To scrape data from this AliExpress product page, we need to change the payload structure and set the data source to universal_ecommerce:
# Structure payload.
payload = {
'source': 'universal_ecommerce',
'url': 'https://www.aliexpress.com/item/1005006722301692.html',
'parse': True,
}
As we did in the Amazon example, send a post request with your account credentials to the scraper API and then extract and print the desired attributes.
# Get response.
response = requests.post(
'https://realtime.oxylabs.io/v1/queries',
auth=(USERNAME, PASSWORD),
json=payload
)
# Instead of response with job status and results url, this will return the
# JSON response with the result.
result = response.json()["results"][0]["content"]
print ("Poduct Name: "+ result["title"])
print ("Price: " + result["currency"]+ str(result["price"]))

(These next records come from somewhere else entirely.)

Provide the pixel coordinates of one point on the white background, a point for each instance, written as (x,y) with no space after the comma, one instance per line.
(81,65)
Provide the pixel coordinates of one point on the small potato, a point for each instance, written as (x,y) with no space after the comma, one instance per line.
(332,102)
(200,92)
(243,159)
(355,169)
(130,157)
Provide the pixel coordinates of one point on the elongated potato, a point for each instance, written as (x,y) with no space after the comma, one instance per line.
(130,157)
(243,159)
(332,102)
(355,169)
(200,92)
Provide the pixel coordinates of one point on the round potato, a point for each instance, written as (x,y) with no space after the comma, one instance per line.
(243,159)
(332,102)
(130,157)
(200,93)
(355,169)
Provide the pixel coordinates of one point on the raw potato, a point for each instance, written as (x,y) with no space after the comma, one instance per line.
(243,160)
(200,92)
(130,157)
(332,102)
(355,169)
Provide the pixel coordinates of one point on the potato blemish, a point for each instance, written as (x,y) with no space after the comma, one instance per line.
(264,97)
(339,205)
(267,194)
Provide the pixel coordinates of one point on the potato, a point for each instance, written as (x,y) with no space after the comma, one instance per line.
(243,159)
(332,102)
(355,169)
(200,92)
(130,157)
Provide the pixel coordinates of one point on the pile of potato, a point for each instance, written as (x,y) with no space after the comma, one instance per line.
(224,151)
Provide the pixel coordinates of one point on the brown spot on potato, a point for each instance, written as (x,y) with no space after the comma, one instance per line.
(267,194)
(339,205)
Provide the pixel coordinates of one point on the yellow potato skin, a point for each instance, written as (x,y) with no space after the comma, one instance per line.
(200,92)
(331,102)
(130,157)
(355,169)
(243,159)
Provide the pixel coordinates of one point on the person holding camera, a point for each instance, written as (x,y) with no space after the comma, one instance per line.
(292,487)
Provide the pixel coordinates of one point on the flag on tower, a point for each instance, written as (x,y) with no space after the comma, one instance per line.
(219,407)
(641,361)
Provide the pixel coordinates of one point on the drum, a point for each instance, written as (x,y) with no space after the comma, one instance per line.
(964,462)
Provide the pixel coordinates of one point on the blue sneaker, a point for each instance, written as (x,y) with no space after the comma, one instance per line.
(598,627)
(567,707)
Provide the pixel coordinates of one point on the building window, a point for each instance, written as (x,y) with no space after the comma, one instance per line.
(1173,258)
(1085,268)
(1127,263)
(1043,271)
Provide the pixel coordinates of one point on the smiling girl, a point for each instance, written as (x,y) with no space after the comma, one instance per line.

print ("Description: "+ result["description"])
Let’s have a look at the complete code and its output:
# Import required modules
import requests
# Define credentials
USERNAME = "<your_username>"
PASSWORD = "<your_password>"
# Structure payload
payload = {
"source": "universal_ecommerce",
"url": "https://www.aliexpress.com/item/1005006722301692.html",
"parse": True,
}
# Get response
response = requests.post(
"https://realtime.oxylabs.io/v1/queries",
auth=(USERNAME, PASSWORD),
json=payload
)
# Extract result from the response
result = response.json()["results"][0]["content"]
# Print product details
print("Product Name: " + result["title"])
print("Price: " + result["currency"] + str(result["price"]))
print("Description: " + result["description"])
Here is the output:
Conclusion
This article demonstrated how to scrape e-commerce stores using Python as well as explored Oxylabs’ E-Commerce Scraper API. Oxylabs’ E-Commerce Scraper API makes scraping public data from various e-commerce websites easy, secure, and scalable, ensuring a high success rate for each scrape request.